NORMAL, Ill. — It is too soon to tell exactly what direction 2018 farmland prices in the Land of Lincoln will take — a slight decline, stabilization or, like Iowa, a slight increase.
The last quarter in Illinois does seem fairly positive for land prices, said Bruce Sherrick, director of the TIAA-CREF Center for Farmland Research at the University of Illinois.
The Iowa State University land values survey, released Dec. 12, reported a 2 percent increase in 2017 after three consecutive years of farmland values slipping. So far in Illinois, the limited sales in recent months have demonstrated fairly strong prices, Sherrick said Dec. 13.
“It feels like there are light sales but the values are strong,” he said.
There seems to be a feeling that prices have hit bottom and are starting to stabilize. Positive factors may indicate an end of the trend in Illinois that has seen farmland prices fall almost 5 percent annually in recent years.
“Investor interest is certainly coming back into the market,” Sherrick said. “My expectation is that the fourth quarter will be fairly strong.”
The University of Illinois agriculture and economics professor works with the Illinois Society of Professional Farm Managers and Rural Appraisers (ISPFMRA) putting together their annual Illinois Farmland Values and Lease Trends publication.

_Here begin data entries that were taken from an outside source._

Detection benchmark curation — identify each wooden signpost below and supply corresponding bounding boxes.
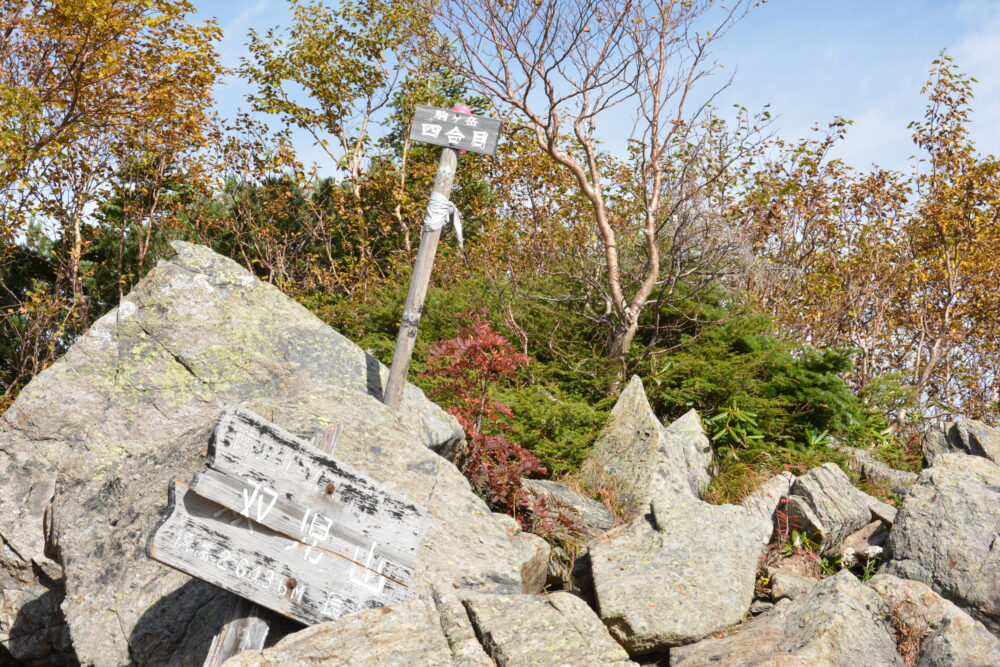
[146,409,429,657]
[384,104,500,410]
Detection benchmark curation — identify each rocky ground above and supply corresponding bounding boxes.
[0,243,1000,667]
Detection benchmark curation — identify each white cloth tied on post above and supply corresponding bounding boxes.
[424,192,465,248]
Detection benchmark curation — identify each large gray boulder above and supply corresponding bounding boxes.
[881,454,1000,634]
[787,463,871,554]
[867,574,1000,667]
[670,570,903,667]
[840,447,917,496]
[464,592,635,667]
[922,418,1000,466]
[0,243,535,664]
[589,494,771,656]
[582,376,712,521]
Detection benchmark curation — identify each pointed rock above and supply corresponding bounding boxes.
[881,454,1000,634]
[787,463,871,554]
[589,495,770,656]
[867,574,1000,667]
[583,376,712,520]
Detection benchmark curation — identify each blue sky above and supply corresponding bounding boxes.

He said the reports from the 10 regions of the state are being gathered now, so precise 2017 data can be compiled and summarized for the 2018 report, to be released in early March. Early indications are that land prices will slightly strengthen or stabilize, Sherrick said.
“I am excited to see the survey,” he said.

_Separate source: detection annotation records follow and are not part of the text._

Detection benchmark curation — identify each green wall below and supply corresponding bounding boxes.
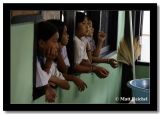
[10,23,34,104]
[10,11,138,104]
[135,65,150,78]
[33,56,122,104]
[117,11,125,48]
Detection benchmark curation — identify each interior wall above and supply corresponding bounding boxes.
[11,12,129,104]
[10,23,34,104]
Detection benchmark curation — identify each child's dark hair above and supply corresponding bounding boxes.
[76,12,87,29]
[36,21,58,41]
[47,19,65,42]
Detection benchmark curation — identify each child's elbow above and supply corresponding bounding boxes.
[64,81,70,90]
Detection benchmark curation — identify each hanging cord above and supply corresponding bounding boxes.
[129,11,136,79]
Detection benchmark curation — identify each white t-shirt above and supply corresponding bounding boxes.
[61,46,70,67]
[36,59,65,87]
[82,37,96,52]
[73,36,88,64]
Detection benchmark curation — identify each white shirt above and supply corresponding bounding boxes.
[82,37,96,51]
[61,46,70,67]
[36,59,65,87]
[73,36,88,64]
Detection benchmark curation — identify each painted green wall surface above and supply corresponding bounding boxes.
[117,11,125,48]
[11,12,135,104]
[135,65,150,79]
[10,23,34,104]
[33,55,122,104]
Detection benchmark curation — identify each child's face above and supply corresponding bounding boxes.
[77,18,89,36]
[39,32,59,59]
[61,26,69,46]
[87,20,94,37]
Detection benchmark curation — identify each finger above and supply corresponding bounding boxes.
[83,82,87,88]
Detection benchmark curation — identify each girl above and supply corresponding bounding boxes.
[83,18,118,68]
[73,12,109,78]
[48,20,87,91]
[36,22,69,102]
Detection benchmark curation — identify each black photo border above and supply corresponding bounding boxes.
[3,3,157,111]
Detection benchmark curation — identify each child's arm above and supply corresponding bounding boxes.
[57,51,68,73]
[49,76,70,90]
[45,84,56,102]
[63,74,87,91]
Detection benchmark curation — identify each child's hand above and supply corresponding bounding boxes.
[93,66,109,78]
[109,58,118,68]
[46,46,58,61]
[98,32,106,42]
[45,85,56,102]
[74,77,87,91]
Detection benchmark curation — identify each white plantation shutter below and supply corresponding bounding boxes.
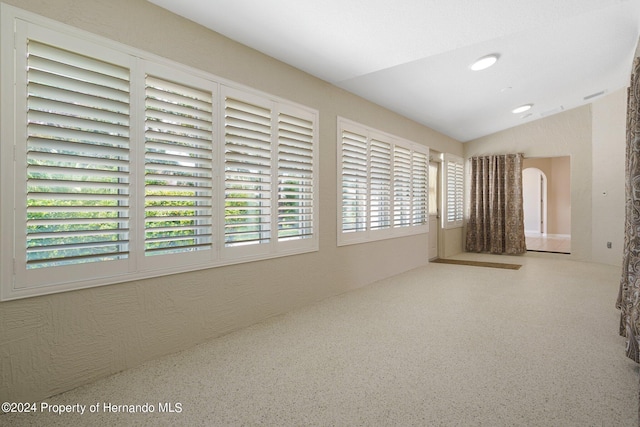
[278,112,315,241]
[393,145,411,227]
[411,151,429,225]
[0,5,318,301]
[369,139,391,230]
[23,40,130,269]
[443,154,464,228]
[338,118,429,245]
[340,130,368,233]
[145,75,213,255]
[224,96,272,246]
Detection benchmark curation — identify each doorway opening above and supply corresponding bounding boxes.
[522,156,571,254]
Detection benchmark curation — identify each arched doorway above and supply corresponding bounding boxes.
[522,168,547,235]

There is some uncertainty. A lot of auctions this year didn’t get the reserve price and failed to sell land. But some of the sellers may have met later with top bidders and gotten a price they accepted. It is hard to know those details until the reports are assembled for the annual survey, he said.

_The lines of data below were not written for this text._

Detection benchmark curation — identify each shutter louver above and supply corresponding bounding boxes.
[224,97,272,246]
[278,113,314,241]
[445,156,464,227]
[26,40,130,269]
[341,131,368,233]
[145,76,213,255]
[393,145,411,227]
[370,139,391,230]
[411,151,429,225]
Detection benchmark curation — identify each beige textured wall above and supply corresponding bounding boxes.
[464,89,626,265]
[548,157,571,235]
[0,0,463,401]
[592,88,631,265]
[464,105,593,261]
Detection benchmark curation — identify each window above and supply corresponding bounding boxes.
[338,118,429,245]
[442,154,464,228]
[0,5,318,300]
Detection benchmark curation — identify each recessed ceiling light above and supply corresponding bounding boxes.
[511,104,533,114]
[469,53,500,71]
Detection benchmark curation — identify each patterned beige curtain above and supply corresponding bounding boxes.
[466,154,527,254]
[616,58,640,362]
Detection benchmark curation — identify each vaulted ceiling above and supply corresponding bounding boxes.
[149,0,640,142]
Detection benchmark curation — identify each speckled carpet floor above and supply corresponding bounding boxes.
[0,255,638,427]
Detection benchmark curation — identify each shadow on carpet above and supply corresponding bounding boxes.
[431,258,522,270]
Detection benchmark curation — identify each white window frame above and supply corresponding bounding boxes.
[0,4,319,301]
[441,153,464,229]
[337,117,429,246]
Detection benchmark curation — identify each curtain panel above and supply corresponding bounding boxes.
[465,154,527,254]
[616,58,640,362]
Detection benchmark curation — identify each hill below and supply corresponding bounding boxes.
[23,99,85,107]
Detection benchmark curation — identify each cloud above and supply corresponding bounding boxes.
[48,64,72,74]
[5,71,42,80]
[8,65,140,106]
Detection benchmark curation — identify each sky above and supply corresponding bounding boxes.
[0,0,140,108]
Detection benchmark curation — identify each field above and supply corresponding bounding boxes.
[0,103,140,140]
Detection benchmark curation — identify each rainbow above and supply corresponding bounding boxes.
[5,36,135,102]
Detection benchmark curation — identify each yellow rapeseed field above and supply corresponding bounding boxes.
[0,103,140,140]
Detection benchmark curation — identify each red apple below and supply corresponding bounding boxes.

The annual ISPFMRA reports for 2014, 2015 and 2016 showed an average decline in farmland prices of 4.6 percent. The 2017 report showed excellent farmland was valued at $11,000 an acre in December 2016, down 5 percent from the beginning of the year. The average price for good farmland was $9,500 one year ago.
“Late 2017 sales are more variable, but some are very strong,” Sherrick said.
Farmland values in other areas of the country are mixed, but there are some strong regions including the Pacific Northwest.
“Much of Iowa has bounced back,” he said.
Farmers remain the prominent buyers of farmland, Sherrick said. Farmland will continue to have value as new technology and data access boost productivity increases.
“The long-term world demand is still pretty positive,” he said. “Prices have been holding up better than some expected.”